As for the Fed’s purchases of $40 billion a month in mortgage-backed
securities, Lockhart said it is very early to judge the efficacy of the action
or whether labor markets — even with a decreasing unemployment rate — are
experiencing substantial improvement.

Lockhart in his prepared remarks noted that the U.S. is stuck in a pattern
of moderate growth, and said getting a stronger growth rate would require action
to alleviate the significant headwinds facing the economy.

“I would have to continue to say that I am concerned about the downside
(risks), particularly the obvious things like the fiscal cliff, and would view
the balance of risks as probably biased somewhat to the downside at the moment,”
he said.

The Northeast region of the United States was battered by Hurricane Sandy
earlier this week, wrecking damage across states — particularly New York and
New Jersey.

Asked by MNI how this has changed his outlook for the economy in the near
term, Lockhart cautioned that it is a little early to assess “in any very
accurate way” what the effect of the storm will be on economic activity.

“However, I would say that given the population of the Northeast, and the
density of economic activity in the Northeast, it would not surprise me that
there is a measurable fourth quarter effect of the storm in GDP terms,” he said.

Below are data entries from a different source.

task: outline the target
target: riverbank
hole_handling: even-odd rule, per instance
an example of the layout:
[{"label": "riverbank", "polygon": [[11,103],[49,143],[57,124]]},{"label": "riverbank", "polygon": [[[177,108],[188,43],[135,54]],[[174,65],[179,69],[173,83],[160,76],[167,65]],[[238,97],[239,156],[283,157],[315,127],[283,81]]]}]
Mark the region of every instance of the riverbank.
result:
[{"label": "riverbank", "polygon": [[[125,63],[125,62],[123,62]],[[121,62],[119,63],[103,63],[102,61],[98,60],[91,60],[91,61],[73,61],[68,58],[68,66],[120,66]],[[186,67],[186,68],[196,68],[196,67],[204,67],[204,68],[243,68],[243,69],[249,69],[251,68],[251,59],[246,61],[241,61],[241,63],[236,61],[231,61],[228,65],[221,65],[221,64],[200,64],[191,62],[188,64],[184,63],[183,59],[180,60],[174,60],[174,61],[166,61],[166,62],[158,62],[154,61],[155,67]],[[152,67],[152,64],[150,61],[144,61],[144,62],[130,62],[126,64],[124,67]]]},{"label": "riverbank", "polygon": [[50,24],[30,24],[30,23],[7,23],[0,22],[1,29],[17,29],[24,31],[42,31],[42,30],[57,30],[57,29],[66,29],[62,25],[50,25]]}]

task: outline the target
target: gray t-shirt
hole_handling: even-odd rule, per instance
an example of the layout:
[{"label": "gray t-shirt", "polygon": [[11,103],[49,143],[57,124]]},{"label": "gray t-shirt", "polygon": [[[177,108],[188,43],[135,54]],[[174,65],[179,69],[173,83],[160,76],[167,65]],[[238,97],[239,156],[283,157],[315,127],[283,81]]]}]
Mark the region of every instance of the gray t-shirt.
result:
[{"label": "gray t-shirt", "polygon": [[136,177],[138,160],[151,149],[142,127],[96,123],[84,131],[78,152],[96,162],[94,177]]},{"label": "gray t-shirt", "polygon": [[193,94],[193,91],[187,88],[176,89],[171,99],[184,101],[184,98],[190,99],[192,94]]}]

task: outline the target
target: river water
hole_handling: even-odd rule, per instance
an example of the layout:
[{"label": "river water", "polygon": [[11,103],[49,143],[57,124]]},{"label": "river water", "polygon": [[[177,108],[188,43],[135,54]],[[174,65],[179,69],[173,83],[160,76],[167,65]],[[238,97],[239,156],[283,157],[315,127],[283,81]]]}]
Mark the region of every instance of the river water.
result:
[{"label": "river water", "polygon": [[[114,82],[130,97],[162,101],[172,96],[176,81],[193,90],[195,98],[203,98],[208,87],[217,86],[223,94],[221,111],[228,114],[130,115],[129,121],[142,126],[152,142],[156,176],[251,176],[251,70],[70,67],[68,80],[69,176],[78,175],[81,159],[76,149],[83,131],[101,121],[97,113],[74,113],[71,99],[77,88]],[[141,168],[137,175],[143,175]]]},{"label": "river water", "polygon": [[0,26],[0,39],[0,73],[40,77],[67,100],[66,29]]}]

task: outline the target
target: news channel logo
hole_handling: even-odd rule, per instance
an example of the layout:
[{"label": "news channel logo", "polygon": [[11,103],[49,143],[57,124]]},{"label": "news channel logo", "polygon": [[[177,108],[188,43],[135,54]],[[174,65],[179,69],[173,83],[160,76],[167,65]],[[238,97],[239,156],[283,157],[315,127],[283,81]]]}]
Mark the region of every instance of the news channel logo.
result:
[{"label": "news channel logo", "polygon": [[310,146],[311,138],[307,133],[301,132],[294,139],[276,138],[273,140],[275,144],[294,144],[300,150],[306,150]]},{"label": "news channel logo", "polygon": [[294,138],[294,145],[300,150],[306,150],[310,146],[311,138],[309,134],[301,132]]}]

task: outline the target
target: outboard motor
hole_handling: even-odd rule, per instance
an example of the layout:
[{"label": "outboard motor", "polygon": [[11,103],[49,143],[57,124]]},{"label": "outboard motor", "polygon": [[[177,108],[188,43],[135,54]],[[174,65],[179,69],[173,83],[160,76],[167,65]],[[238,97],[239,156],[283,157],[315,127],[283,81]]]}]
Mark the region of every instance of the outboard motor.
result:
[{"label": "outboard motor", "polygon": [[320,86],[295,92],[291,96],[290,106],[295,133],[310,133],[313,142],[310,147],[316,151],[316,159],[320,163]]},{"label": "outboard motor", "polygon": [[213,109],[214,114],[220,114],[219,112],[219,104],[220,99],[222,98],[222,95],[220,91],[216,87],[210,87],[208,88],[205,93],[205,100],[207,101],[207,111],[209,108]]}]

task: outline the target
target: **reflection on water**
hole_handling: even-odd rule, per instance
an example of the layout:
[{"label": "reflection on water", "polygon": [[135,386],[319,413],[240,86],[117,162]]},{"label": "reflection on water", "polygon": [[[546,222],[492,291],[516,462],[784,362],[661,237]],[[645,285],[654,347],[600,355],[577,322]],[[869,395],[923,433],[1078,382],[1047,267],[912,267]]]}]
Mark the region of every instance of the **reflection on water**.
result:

On the question of whether there is a role for monetary policy to play in
easing the storm’s impact, Lockhart replied, “not in a kind-of direct, targeted,
compensation for the storm.”

Sandy was a temporal event, he said, whose impact on the economy is likely
to pass.

On the other hand, “if a storm were to precipitate a kind of different
storyline for the whole economy, then that would be a concern,” Lockhart added.